La esfera encadenada vibraba en la mano de Cornerius mientras el grupo descendía a una caverna oculta bajo las tierras quemadas. Allí, entre raíces petrificadas y estalactitas como colmillos, yacía una figura metálica cubierta de polvo y líquenes: el cuerpo inerte de un viejo autómata.
—Esto no es un simple artefacto —susurró Cuetlachtli—. Su alma aún respira.
Cornerius colocó la esfera en el pecho del robot. Las cadenas se deshicieron con un crujido metálico y, con un chasquido seco, el ojo central del autómata se encendió: un fulgor azul, viejo y sabio.
—Identidad… E.N.Y.0.1… Activación completa —dijo con voz oxidada—. Códigos maestros: Brimurrojo. Cornerius. Tonalli activo detectado: Tlāzohcamati Cuetlachtli.
Los tres se miraron. El pasado acababa de regresar.
—¿Qué eres? —preguntó Cornerius.
—Soy memoria. Soy testigo. Soy el guardián de las visiones selladas.
Del pecho del robot emergió una pequeña proyección: imágenes de una época perdida. Cornerius, más joven, junto a Brimurrojo.
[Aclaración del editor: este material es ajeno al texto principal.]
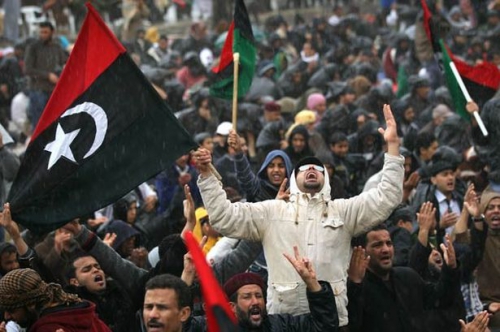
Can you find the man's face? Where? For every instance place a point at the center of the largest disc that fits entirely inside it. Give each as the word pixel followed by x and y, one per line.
pixel 492 214
pixel 298 143
pixel 24 316
pixel 88 274
pixel 251 306
pixel 310 180
pixel 381 251
pixel 436 259
pixel 45 34
pixel 340 149
pixel 161 312
pixel 276 171
pixel 444 181
pixel 8 262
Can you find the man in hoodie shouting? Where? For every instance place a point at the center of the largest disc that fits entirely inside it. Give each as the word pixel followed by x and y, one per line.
pixel 321 228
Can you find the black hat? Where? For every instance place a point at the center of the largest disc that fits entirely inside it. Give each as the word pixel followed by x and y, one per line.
pixel 307 161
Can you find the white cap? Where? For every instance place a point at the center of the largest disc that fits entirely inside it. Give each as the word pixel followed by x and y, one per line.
pixel 224 128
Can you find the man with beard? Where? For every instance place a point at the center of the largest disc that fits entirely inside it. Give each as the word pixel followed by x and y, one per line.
pixel 489 269
pixel 33 304
pixel 246 292
pixel 86 279
pixel 387 298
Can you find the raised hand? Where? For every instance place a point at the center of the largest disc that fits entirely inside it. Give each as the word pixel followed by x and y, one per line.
pixel 390 133
pixel 479 324
pixel 426 217
pixel 234 141
pixel 203 159
pixel 283 192
pixel 449 252
pixel 304 268
pixel 7 222
pixel 448 220
pixel 358 265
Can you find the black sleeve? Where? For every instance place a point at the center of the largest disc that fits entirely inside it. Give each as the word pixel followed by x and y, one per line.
pixel 323 316
pixel 443 293
pixel 471 259
pixel 355 306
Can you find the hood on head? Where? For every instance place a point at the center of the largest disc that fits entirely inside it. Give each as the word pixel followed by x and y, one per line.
pixel 270 156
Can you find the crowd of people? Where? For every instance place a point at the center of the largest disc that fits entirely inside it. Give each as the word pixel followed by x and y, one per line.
pixel 350 196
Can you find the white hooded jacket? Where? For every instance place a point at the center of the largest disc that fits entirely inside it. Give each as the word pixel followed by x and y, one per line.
pixel 321 229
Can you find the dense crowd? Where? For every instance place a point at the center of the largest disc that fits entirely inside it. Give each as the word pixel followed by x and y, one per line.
pixel 351 196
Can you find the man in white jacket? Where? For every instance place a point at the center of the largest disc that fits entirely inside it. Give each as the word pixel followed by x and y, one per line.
pixel 321 228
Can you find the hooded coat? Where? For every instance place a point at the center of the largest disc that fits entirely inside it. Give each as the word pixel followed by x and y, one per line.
pixel 321 229
pixel 257 187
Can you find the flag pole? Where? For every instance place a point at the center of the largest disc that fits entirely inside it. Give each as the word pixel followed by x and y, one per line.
pixel 236 62
pixel 468 98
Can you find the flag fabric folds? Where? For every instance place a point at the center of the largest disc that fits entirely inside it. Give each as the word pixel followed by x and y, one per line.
pixel 481 81
pixel 220 317
pixel 240 40
pixel 103 132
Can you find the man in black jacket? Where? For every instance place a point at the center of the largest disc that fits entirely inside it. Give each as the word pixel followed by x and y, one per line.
pixel 246 292
pixel 391 298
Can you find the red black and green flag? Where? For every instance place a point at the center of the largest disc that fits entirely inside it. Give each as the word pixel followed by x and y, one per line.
pixel 240 40
pixel 104 131
pixel 220 317
pixel 481 81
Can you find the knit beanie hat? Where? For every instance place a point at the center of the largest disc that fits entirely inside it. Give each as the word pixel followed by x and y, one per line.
pixel 314 100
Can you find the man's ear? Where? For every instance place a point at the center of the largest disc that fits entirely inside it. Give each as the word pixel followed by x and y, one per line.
pixel 185 313
pixel 74 282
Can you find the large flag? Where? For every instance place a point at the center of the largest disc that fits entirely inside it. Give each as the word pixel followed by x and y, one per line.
pixel 104 131
pixel 239 40
pixel 481 81
pixel 220 317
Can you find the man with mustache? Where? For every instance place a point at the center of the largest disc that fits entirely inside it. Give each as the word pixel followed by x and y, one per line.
pixel 246 292
pixel 320 227
pixel 387 298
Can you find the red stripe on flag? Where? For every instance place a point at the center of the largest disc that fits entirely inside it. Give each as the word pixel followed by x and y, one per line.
pixel 226 57
pixel 485 73
pixel 95 50
pixel 213 295
pixel 427 19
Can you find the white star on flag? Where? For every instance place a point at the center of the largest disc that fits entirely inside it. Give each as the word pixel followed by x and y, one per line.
pixel 60 146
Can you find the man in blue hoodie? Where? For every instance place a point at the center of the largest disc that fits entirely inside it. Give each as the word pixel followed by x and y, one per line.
pixel 266 184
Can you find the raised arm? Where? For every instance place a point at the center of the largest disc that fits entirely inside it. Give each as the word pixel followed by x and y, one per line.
pixel 248 181
pixel 374 206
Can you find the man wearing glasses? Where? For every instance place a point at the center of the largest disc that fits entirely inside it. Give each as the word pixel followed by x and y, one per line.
pixel 321 228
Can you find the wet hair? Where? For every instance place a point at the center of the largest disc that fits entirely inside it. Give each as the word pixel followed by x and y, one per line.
pixel 168 281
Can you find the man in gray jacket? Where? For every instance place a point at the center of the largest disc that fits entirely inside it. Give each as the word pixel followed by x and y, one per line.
pixel 321 228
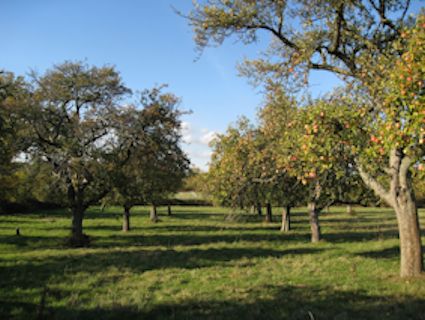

Un mapa de fuego. Y una torre que se alzaba sobre un océano seco.
—Tú luchaste a su lado —dijo Cuetlachtli, sorprendido.
—Y lo traicioné —admitió Cornerius en voz baja—. Por eso todo esto comenzó.
E.N.Y.0.1 levantó su brazo y apuntó al horizonte subterráneo, donde brillaba un símbolo olvidado: el umbral a la Torre del Silencio.
—Última coordenada activa. Punto de no retorno… alcanzado.